«Mi cuerpo se inmovilizó completamente, como si hubiese echado raíces; el aliento salió de mis pulmones como si un pesado imán me lo extrajese.
El alma y el cuerpo cortaron inmediatamente sus ligaduras físicas y fluyeron a través de mi cuerpo cual torrente de luz que emergía por cada uno de mis poros. Mi carne estaba como muerta y, sin embargo, en mi intensa lucidez me di cuenta de que nunca antes había estado tan vivo como en aquel instante. Mi sentido de identidad no estaba ya confinado únicamente a un cuerpo, sino que abarcaba todos los átomos circundantes. La gente de las distantes calles parecía moverse sobre mi propia y distante periferia. Las raíces de las plantas y de los árboles surgían bajo una tenue transparencia del suelo, y podía darme cuenta de la circulación interior de sus savias.
Toda la vecindad aparecía desnuda ante mí. Mi visión se había transformado en una vasta y esférica mirada, omniperceptiva. A través de mi cabeza y por la nuca veía a los hombres caminar más allá de la calzada.
Todos los objetos dentro del campo de mi visión temblaban y vibraban como si fueran películas de cine. Mi cuerpo, el de mi Maestro, el patio con sus pilares, los muebles, el piso, los árboles, la luz del sol, se disolvían en un mar de luz, así como los cristales de azúcar en un vaso de agua se diluyen al ser agitados. Esta unificadora luz se alternaba ante mi visión interna con materializaciones de forma, metamorfosis que revelaban la operación de la ley de causa -y-efecto en la creación.

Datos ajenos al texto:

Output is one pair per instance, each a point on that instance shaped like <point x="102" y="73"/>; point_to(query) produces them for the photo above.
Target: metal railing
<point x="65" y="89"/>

Un mar de gozo irrumpió en las riberas sin fin de mi alma. Comprendí entonces que el Espíritu de Dios es Dicha inagotable. Su cuerpo es un tejido de luz sin fin. Un sentimiento de gloria creciente brotaba de mí y comenzaba a envolver pueblos y continentes, la Tierra entera, sistemas solares y estelares, las tenues nebulosas y los flotantes universos. Todo el cosmos, saturado de luz como una cuidad vista a lo lejos en la noche, fulgía en la infinitud de mi ser. Los precisos contornos globales de sus masas se esfumaban algo en los extremos más lejanos, en donde podía ver la suave radiación nunca disminuida. Era indescriptiblemente sutil, mientras que las figuras de los planetas parecían formadas de una luz más densa.
La divina dispersión de rayos luminosos provenía de una Fuente Eterna, resplandeciendo en galaxias, transfiguradas en inefables auras. Una y otra vez vi rayos creadores condensarse en constelaciones y luego disolverse en hojas de transparentes llamas. Por medio de una rítmica reversión, sextillones de mundos se transformaron en diáfano brillo; y el fuego se convertía en firmamento.
Reconocí el centro del empíreo como un punto de percepción intuitiva en mi corazón. El esplendor irradiaba desde mi núcleo íntimo hacia cada parte de la estructura universal. El feliz amrita, el néctar de la inmortalidad, corría a través de mí con fluidez argéntica.
Escuché resonar la creativa voz de Dios como Om, la vibración del Motor Cósmico.
De pronto, el aliento volvió a mis pulmones. Con desilusión casi insufrible, me di cuenta de que mi infinita inmensidad se había perdido. Una vez más estuve confinado a la humillante limitación de una caja corporal, no tan cómoda para el espíritu. Como hijo pródigo, había huido de mi hogar macrocósmico, encarcelándome a mí mismo en estrecho microcosmos.
Mi gurú seguía inmóvil delante de mí, y mi primer intento fue arrojarme a sus santos pies en acto de gratitud por aquella experiencia en la conciencia cósmica, que tan larga y apasionadamente había buscado. Pero él me detuvo de pie y dijo calladamente:
“No debes embriagarte con el éxtasis. Mucho trabajo hay para ti en el mundo todavía. Ven, vamos a barrer el piso del balcón; luego caminaremos por el Ganges”».